KOMPAS.com - Seiring perkembangan zaman, budaya manusia terus mengalami kemajuan. Modernisasi dalam bidang perekonomian, politik, pendidikan, dan lainnya dilakukan untuk meningkatkan kualitas hidup manusia.
Di abad ke-21 ini, angka rerata harapan hidup, sebagai salah satu indikator kualitas hidup manusia, meningkat cukup signifikan dibandingkan abad-abad sebelumnya.
Namun, ada satu faktor menjadi pengacau peningkatan usia harapan hidup, yaitu kematian akibat terorisme. Ini merupakan satu ironi tersendiri yang selalu merongrong kemajuan peradaban manusia dari abad ke abad.
Siapa yang tidak lupa akan peristiwa 9/11 di Amerika Serikat? Terorisme yang merenggut nyawa hampir 3.000 jiwa dan mencederai 6.000-an korban. Belum pudar luka manusia setelah peristiwa nahas di awal pergantian milenium ini, terorisme kembali menorehkan kepedihan melalui peristiwa Bom Bali 2002.
Baca juga: Kampus Tempat Pemajuan Bangsa, Bukan Tempat Radikalisme
Belum genap dua dasawarsa, di tahun 2019 ini, dunia kembali dikejutkan dengan aksi terorisme. Pada bulan Maret 2019, aksi terorisme kembali merenggut nyawa melalui aksi penembakan di sebuah masjid di kota Christchurch, Selandia Baru.

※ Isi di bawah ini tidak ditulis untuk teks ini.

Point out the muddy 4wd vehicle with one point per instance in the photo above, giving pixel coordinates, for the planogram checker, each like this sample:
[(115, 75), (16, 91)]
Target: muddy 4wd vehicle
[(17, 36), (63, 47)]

Sebulan kemudian, pada April 2019, sejumlah gereja dan hotel di Sri Lanka pun turut menjadi medan aksi terkutuk para teroris.
Seluruh contoh aksi tersebut adalah tindakan terorisme. Secara definisi luas, terorisme adalah aksi atau tindakan penggunaan kekerasan secara sengaja dengan tujuan menciptakan teror dan menyampaikan pesan dari ideologi tertentu terhadap pihak sipil atau non-militer lainnya.
Berdasarkan data terorisme global yang disusun oleh Universitas Maryland, Amerika Serikat, aksi terorisme telah merenggut nyawa lebih dari 150.000 jiwa di dua dasawarsa awal abad ke-21.
Jumlah insiden terorisme pun mengalami peningkatan signifikan pada linimasa tersebut dibandingkan dengan rentang waktu serupa di abad-abad sebelumnya.
Sebagian besar tindakan terorisme ini dilandasi dengan radikalisasi. Radikalisasi adalah suatu proses penanaman ideologi politik, agama, atau sosial tertentu secara ekstrem.
Radikalisasi menolak mengakui dan menerima status quo di dalam struktur sosial atau pemerintahan, serta menginginkan adanya perubahan secara cepat dan masif ke arah ideologi ekstrem dari pelakunya.
Radikalisasi menjadi legitimasi tindakan terorisme bagi para pelakunya ketika mereka sudah tidak puas terhadap tatanan sosial yang ada.
Radikalisasi menjadi jalan pintas bagi perubahan yang mereka inginkan, karena mereka merasa bahwa perubahan sosial yang mereka inginkan sudah tidak dapat dilakukan secara progresif dan bertahap.
Ketika kita mencari cara untuk mencegah sesuatu, tentunya kita harus mencari penyebabnya terlebih dahulu. Penyebab dari suburnya bibit-bibit radikalisasi tidak dapat disederhanakan menjadi poin-poin simpel begitu saja, ada banyak sekali faktor yang berpotensi menjadi pupuk radikalisme.